"I would call them 'my towers' because I was — day and night — learning from them and getting information and blueprints and articles to get to know the towers," Petit, 69, told InsideEdition.com.
In the early planning stages of his walk on a wire between the World Trade Center towers 44 years ago, aerialist Philippe Petit and his co-conspirators took to calling the twin skyscrapers "his towers."
It began during his meticulous planning process as he visited the roof of both buildings, often under the guise of a journalist or a construction worker. There, he grew obsessively familiar with the structures.
"I would call them 'my towers' because I was — day and night — learning from them and getting information and blueprints and articles to get to know the towers," Petit, 69, told InsideEdition.com last month at New York's Cathedral of Saint John the Divine.
Known as "le coup" to Petit and his friends, the daredevil famously walked between the World Trade Center towers eight times on the morning of Aug. 7, 1974, after successfully stringing a wire between the structures.

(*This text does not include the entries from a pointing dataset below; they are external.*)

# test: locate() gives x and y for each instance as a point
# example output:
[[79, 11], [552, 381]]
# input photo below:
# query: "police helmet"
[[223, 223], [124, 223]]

"I would visit them for eight months in New York, measuring things secretly, taking ... quickly some pictures [of] where to attach the cable, how to pass the cable across. So after all those years and months of studying them for my illegal walk, of course they were ‘my towers’ and that’s how my friends would refer to them."

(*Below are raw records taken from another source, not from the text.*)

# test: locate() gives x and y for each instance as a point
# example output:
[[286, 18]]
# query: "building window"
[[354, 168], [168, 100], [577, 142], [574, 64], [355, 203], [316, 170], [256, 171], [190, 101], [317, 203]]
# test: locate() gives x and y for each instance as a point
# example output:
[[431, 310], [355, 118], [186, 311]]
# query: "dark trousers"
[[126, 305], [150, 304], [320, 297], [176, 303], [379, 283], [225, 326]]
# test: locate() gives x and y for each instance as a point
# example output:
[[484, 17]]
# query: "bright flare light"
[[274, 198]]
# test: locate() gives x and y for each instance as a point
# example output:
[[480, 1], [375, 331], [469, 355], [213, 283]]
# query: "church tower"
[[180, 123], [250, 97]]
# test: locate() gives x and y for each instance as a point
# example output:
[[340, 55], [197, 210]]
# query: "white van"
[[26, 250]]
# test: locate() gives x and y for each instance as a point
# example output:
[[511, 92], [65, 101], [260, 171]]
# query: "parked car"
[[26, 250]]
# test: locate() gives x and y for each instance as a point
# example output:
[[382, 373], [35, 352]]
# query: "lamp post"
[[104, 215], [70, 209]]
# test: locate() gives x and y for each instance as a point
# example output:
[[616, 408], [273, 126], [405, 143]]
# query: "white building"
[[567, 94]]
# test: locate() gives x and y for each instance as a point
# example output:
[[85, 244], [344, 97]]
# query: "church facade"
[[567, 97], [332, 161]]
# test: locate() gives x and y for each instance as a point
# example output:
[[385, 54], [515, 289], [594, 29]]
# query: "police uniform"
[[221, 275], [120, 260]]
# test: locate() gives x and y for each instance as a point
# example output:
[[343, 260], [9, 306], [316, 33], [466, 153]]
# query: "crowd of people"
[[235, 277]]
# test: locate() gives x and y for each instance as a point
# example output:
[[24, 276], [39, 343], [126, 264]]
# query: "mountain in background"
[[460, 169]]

But that all changed on a clear and sunny morning in 2001, when the World Trade Center was destroyed in a heinous act of terrorism that left New York City — and the world — shaken.
Petit, who didn’t have a television at his upstate New York home, was unaware of what was happening in the city on Sept. 11, 2001 until friends alerted him to the grim news.
"Philippe, your towers are being destroyed!" he said he was told.
It was clear to the Frenchman that the events unfolding in lower Manhattan were a deliberate act.
"I looked at the sky because I knew there was a plane involved and it was a magnificent day and I knew — my intuition was this is not an airplane accident — it was something else," he said. “So I ran to my friends at the top of the hill and I sat in front of the television like millions of other people and I saw my towers being attacked and destroyed and taking with them thousands of lives.
“So [I decided] from that day I will stop saying 'my towers' — I will say 'our towers.'"
Now that those towers are gone, Petit said he’s often asked how it felt to see them collapse. It’s a query to which he won’t respond.
“How can I answer that question when on the other side of that event you have thousands of lives that were lost?" He said. "You cannot compare losing a marvel of architecture and losing human lives."